紧接着,时濯就从酒柜那边拿来了一瓶玫瑰人生,启开。

“这是你最喜欢喝的酒了,玫瑰人生。”时濯打开酒之后,给他们两个人分别倒上了酒。

时笙笑着点头,“有哥哥真好,把我最喜欢的东西都记住了。”

听到时笙这么说,时濯幽深的目光落在了她的身上,“可是笙笙,你知道吗,我一直觉得有你这个妹妹是我这辈子最幸福的事。”

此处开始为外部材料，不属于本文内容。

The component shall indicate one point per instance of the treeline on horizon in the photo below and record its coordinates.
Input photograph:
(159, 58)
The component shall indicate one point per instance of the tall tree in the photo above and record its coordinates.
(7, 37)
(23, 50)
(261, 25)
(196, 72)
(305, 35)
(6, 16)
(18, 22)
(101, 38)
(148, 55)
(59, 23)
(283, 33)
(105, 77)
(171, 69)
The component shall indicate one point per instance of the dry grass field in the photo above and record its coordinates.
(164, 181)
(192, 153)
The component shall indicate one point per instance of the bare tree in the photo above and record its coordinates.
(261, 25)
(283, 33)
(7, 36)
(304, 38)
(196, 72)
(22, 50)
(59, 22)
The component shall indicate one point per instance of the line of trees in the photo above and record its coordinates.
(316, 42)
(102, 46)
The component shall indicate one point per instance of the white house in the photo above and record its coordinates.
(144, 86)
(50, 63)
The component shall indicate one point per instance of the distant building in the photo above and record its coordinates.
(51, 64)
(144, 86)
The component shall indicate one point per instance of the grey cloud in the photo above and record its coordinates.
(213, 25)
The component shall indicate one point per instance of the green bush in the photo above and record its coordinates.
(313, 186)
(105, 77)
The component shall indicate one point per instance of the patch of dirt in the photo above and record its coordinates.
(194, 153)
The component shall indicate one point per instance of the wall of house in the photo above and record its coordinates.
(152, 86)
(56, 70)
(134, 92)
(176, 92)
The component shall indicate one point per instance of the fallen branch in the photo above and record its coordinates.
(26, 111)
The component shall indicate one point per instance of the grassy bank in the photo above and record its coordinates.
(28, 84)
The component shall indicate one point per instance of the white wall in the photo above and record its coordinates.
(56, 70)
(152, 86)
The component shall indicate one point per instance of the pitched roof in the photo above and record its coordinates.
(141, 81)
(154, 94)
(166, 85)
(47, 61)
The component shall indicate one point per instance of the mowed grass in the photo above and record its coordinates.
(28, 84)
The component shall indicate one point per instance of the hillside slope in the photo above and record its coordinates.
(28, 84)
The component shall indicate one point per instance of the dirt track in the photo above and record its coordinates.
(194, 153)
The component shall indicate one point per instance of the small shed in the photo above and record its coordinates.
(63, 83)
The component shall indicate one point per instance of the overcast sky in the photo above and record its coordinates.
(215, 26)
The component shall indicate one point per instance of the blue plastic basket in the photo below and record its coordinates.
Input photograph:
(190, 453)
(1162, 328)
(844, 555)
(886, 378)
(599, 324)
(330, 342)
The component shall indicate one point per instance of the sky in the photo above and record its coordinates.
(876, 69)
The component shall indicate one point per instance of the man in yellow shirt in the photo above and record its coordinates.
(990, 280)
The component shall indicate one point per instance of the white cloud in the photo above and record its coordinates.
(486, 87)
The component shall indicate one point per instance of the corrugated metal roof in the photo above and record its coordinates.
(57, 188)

时笙的脸上浮现出了浓浓的笑意,然后单手擎着,举起了酒杯。

“来,哥,冲你这句话,妹妹我敬你,谢谢哥哥。”

时濯也举起了酒杯,和她碰了一杯。

“谢谢笙笙。”

之后,时笙又主动的给他们两个人倒上了酒。

犹豫了一下,她再次举起了酒杯,“哥,这杯我还想敬你。”

“为什么?”时濯好奇的皱眉,“敬我一杯就够了,为什么还……”

他的话还没等说完,时笙再次举起了酒杯,递到了他的面前,“这一杯敬你一直以来对我无微不至的关心,我都看在眼里的,谢谢你哥哥。”

时濯眯了眯眼,深沉的目光停留在了时笙的身上,“这一杯,我不得不喝掉。”

于是,他们两个人再次碰了一下杯,时笙一饮而尽。

等到这杯酒喝完了之后,时濯主动的说:“好了,不要再喝了,赶紧吃点东西垫垫肚子吧,不吃东西的话喝酒伤胃。”

时笙看着满桌子自己最喜欢吃的饭菜,竟然一点食欲都没有,她淡淡的摇头,又伸手给自己倒了一杯酒。

她举起酒杯,狭长的眼角眯着,看着杯中猩红的液体,她冷冷的勾起了唇。

“这一杯敬我自己,敬我自己足够坚强。”

说完话之后,时笙又把这一杯酒一饮而尽,没有任何的停留。

看着时笙一杯一杯的把红酒灌入腹中,时濯倒是有些担心了,轻轻的眯眼,“笙笙,你……不要再喝了。”

时笙淡淡的摇头,继续给自己倒酒。

“哥,今天可以不要管我吗,让我放肆的喝一回,好嘛?”她缓缓的抬头看向了时濯,眼底带着几分哀求的目光。

看到了时笙这个样子,时濯轻轻的眨眼,他既想任由着时笙去了,可是又害怕伤害到时笙的身体。

大概这就是关心一个人的感觉吧,怕这怕那的。

“你要是想喝的话,吃点东西再喝。”时濯淡淡的说。

时笙害怕她如果不吃东西的话时濯就拒绝她喝酒,可是她现在真的很想喝酒啊。

思及此,时笙并没有拒绝时濯的话,而是点头。

“好,我吃,我吃……”

说完话之后,时笙拿起了筷子,不顾形象的大口大口的吃了起来,就像是在敷衍着他似的。

“好吃好吃……”她囫囵吞枣,根本就没有品出什么味道来,却一直在赞美着时濯的手艺。

看到了时笙这个样子,时濯的心里真的很不是滋味,他伸手也给自己倒了一杯酒,一口就干掉了。

他的眉头紧锁着,看着时笙敷衍的样子,冷冰冰的开口,“不想吃就别吃了,喝吧,尽情的喝吧。”

听到他这话,时笙连任何的迟疑都没有,立即的放下了筷子,开始喝起了酒来。

在喝酒期间,她秀气的眉头紧紧的锁在一块,眼角眉梢中透露着愁云惨雾。

她一杯一杯的下肚,这一切都看在时濯的眼前,时濯眉头紧锁地坐在时笙的对面,他后来没怎么喝,只是选择了默默陪伴。

接连十几杯酒下肚之后,时笙的身体已经飘乎乎的了,脑袋晕晕的,干净白皙的脸颊爬上了满满的红光。

最后,她醉倒在桌子上,趴在了平放在桌子上的手臂上。

看到了时笙这个样子,时濯狭长的眸子眯着,停顿了片刻,立即的起身,来到了时笙的身边,试图扶起她。

他拖住了她的两只手臂,眸子轻眯着,想要把她送到房间中去。

但是时笙的身体软软的,他几乎费了很大的力气,都没有扶正她。

“你呀你,让我说你点什么才好,既然心情不好,那为什么不和我说呢,非要借酒消愁吗。”他对着昏迷不醒的时笙自言自语,眼底透着浓重的哀愁。

说完话之后,他用了很大的力气,打横抱起了她,把她带到房间中去,放到了宽敞的大床上。